Keeping track of the master dataset history can be performed using a variety of tools that provide various features. However, within Power BI’s immediate ecosystem, the obvious choice is SharePoint or OneDrive for Business. Hence, if your choice for the master dataset repository was SharePoint, then there is nothing more that needs to be done when uploading a new PBIX file, but a small change in the process. OneDrive for Business, too, has this functionality but based on organisational settings the option may be unavailable.

SharePoint and OneDrive for Business automatically keep track of file history as files are saved or uploaded. What needs to be done additionally is:

Check out the file from SharePoint or OneDrive for Business. This would ensure that no one else makes changes on that file until you complete your changes and return the file to SharePoint or OneDrive for Business.

Figure 7: Checking out a PBIX file

Once the changes are complete, upload the file to SharePoint or OneDrive for Business, and check in the file with a comment describing the changes that were made.

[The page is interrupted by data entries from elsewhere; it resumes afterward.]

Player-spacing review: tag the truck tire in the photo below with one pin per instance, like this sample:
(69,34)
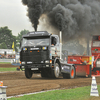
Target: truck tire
(43,74)
(28,73)
(70,75)
(56,71)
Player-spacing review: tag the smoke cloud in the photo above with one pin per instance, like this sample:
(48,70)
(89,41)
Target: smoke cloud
(70,16)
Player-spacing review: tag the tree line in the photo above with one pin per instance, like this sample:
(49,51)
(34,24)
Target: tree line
(7,38)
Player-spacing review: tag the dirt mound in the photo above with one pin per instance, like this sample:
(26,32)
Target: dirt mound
(17,83)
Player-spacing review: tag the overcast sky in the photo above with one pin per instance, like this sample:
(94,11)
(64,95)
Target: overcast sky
(13,14)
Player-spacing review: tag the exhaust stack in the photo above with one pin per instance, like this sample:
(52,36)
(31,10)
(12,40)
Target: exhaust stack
(60,45)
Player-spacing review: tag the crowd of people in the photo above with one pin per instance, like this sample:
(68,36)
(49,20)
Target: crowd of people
(7,56)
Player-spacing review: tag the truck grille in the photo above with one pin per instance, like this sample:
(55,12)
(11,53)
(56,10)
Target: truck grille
(35,56)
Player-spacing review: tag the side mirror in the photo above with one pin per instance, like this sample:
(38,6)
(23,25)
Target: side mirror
(20,43)
(53,41)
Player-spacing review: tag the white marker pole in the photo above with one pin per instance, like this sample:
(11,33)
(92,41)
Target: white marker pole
(94,90)
(60,45)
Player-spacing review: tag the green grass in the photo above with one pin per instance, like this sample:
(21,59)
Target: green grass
(5,62)
(7,69)
(80,93)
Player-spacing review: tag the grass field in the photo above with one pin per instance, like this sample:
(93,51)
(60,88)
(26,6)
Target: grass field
(80,93)
(5,62)
(7,69)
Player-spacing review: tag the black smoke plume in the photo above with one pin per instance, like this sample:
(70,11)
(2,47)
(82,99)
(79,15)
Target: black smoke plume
(69,16)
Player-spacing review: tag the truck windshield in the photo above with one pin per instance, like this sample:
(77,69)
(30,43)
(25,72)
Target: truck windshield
(96,43)
(35,42)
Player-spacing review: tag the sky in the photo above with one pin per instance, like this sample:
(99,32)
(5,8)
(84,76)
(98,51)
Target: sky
(13,14)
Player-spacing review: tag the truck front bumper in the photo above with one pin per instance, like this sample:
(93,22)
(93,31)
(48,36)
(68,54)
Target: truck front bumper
(37,65)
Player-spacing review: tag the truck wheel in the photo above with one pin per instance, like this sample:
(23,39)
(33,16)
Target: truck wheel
(28,73)
(43,74)
(56,71)
(70,75)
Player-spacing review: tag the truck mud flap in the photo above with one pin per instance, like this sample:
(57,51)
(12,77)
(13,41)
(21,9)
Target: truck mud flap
(65,68)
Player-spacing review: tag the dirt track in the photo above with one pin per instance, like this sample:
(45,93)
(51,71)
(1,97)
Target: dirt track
(18,84)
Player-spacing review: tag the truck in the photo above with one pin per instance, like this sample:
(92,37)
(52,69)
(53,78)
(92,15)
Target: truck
(88,65)
(41,52)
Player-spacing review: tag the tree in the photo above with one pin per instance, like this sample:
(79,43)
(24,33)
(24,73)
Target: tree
(19,37)
(6,38)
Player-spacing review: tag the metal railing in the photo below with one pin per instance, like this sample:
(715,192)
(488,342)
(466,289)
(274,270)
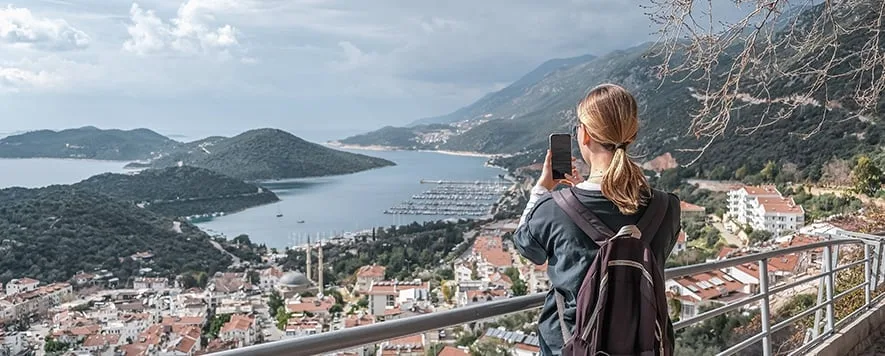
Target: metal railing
(352,338)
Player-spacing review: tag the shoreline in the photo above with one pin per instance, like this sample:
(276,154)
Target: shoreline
(337,144)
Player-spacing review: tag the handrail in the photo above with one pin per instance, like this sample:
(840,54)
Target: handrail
(348,339)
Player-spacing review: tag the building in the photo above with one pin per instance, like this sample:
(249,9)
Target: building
(367,275)
(354,321)
(452,351)
(385,295)
(292,284)
(304,326)
(708,288)
(519,343)
(240,329)
(681,243)
(689,211)
(154,284)
(21,285)
(404,346)
(98,343)
(269,278)
(763,208)
(490,256)
(319,307)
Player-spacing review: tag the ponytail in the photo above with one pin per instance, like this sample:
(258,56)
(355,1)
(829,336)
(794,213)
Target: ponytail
(624,183)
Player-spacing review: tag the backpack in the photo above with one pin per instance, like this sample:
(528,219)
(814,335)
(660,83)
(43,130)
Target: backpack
(621,306)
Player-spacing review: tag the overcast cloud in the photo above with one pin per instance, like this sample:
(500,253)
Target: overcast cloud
(222,66)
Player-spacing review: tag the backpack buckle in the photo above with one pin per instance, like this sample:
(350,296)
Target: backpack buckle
(629,231)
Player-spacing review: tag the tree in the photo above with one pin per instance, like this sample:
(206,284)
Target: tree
(836,172)
(274,302)
(448,292)
(866,178)
(282,318)
(765,52)
(759,236)
(489,347)
(769,172)
(253,276)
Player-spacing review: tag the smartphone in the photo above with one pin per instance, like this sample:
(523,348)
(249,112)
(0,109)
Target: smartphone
(561,148)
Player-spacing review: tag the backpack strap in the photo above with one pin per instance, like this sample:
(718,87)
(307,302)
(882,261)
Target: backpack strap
(654,214)
(581,216)
(560,309)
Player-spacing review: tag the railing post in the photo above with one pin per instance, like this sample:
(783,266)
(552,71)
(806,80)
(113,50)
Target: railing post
(828,259)
(867,271)
(764,307)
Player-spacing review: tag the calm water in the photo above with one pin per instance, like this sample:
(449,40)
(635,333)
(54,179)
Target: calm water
(350,202)
(41,172)
(326,205)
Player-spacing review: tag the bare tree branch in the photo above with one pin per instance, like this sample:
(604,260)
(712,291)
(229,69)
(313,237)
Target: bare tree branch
(800,48)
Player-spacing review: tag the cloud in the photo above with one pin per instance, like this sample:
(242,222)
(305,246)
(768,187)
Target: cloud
(17,79)
(18,26)
(354,58)
(190,32)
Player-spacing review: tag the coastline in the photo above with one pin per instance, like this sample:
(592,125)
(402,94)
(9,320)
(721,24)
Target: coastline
(337,144)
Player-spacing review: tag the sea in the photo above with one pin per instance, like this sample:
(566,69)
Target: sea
(328,206)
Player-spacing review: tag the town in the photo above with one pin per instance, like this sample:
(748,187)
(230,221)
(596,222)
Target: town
(95,313)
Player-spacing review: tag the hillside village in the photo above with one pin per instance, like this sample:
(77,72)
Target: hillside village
(96,314)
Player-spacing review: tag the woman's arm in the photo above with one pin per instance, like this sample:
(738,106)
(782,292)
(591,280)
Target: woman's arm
(526,243)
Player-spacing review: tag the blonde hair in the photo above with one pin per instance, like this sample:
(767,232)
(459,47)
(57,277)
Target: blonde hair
(609,115)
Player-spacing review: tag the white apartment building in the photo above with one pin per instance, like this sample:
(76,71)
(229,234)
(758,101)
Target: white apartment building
(763,208)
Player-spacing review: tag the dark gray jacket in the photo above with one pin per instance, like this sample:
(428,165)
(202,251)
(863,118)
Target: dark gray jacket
(548,235)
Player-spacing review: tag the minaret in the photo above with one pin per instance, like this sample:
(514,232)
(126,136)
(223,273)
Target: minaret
(308,259)
(320,267)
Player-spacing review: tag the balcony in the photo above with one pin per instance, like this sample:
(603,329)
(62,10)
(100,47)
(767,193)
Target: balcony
(826,331)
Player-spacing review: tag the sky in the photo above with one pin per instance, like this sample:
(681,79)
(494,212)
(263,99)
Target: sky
(317,68)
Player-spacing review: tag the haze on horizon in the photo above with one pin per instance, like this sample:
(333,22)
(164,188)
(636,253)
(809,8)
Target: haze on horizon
(311,67)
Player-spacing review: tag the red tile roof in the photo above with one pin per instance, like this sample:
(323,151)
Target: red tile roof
(371,271)
(134,349)
(356,320)
(101,340)
(393,287)
(710,285)
(311,305)
(452,351)
(686,206)
(491,249)
(725,252)
(761,190)
(238,322)
(780,206)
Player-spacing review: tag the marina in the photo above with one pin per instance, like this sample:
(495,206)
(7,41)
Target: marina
(453,198)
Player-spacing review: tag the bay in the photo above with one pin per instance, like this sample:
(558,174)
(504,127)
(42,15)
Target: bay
(327,205)
(353,202)
(41,172)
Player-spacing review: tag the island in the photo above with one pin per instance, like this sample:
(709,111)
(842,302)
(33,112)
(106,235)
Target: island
(181,191)
(266,154)
(87,143)
(52,233)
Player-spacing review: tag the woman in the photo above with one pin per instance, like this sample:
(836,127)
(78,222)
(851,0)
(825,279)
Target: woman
(616,191)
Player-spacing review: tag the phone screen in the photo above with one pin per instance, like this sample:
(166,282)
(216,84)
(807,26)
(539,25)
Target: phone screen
(561,148)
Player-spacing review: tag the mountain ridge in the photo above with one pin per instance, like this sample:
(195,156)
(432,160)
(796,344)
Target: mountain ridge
(88,142)
(266,154)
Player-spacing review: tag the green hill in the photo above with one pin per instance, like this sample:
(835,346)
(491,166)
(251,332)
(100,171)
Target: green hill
(51,233)
(86,143)
(181,191)
(265,154)
(522,123)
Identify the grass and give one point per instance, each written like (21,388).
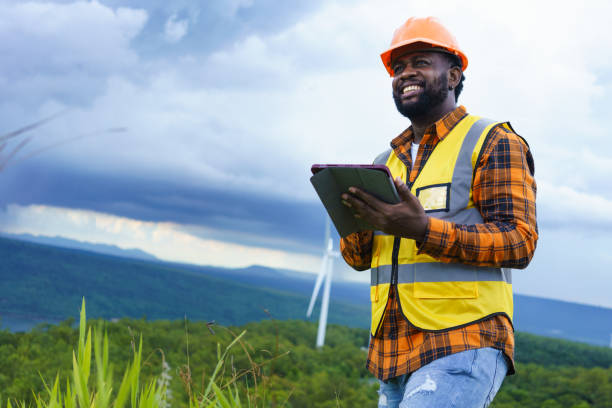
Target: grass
(92,388)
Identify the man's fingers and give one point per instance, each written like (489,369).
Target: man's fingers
(402,189)
(367,198)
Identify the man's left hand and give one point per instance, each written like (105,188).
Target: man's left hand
(405,219)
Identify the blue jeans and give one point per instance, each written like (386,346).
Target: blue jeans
(467,379)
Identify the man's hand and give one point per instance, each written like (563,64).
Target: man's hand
(405,219)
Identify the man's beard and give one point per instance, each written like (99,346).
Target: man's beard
(431,96)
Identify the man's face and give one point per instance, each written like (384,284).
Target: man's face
(420,82)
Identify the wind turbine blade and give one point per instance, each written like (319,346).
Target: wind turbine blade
(69,140)
(30,126)
(325,304)
(14,152)
(317,287)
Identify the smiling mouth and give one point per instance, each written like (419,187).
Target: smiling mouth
(409,89)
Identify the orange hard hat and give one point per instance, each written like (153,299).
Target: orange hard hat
(423,33)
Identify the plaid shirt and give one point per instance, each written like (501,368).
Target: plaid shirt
(504,192)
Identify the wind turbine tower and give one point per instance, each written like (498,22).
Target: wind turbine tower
(325,273)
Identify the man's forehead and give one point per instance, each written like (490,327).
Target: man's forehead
(411,52)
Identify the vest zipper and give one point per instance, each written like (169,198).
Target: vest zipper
(394,260)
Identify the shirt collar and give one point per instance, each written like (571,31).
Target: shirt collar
(439,129)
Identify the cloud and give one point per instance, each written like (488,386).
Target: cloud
(64,51)
(167,241)
(224,124)
(175,29)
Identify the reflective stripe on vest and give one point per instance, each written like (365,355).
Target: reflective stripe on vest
(432,295)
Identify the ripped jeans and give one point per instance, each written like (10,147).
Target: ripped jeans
(468,379)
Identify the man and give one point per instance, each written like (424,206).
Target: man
(441,333)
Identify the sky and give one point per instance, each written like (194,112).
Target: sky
(188,128)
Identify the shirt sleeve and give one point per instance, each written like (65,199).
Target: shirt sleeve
(504,190)
(356,250)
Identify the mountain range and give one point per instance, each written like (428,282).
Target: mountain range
(44,283)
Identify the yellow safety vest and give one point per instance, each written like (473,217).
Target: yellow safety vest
(438,296)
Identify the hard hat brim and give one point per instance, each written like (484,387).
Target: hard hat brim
(419,44)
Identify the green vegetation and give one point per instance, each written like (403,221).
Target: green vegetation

Figure 8: Checking in a PBIX file

Testing Ground

Another good idea, especially when the number of data model authors (mainly business analysts) and report authors (business analysts and end users) increase, is to form a “testing ground” environment. The testing ground will be the first point of deployment for datasets and reports, before being deployed to “production”.

Conclusion

The final architecture is a result of an iterative process, through trial and error. Since Power BI is positioned primarily as a business user’s tool, and marketed as a tool that can transform cloud and on-premises data into stunning visuals in one single view scaled across the organization with built-in governance and security, it becomes easy to forget that a proper process or structure needs to be put into place for the tool to be used efficiently. After everything that is said and done, Power BI is only a tool; it is not a solution. The solution needs to be provided through the tool and requires a structure and process surrounding it.

In most cases, a structure and process are considered only when issues and inefficiency raise their heads. Putting in a process after a solution has commenced operations involves considerable work, due to re-work and mindset change. Hence, applying architecture and process for a business intelligence solution, such as what is described in this article from the onset gives the users an easier and streamlined means of adopting the tool.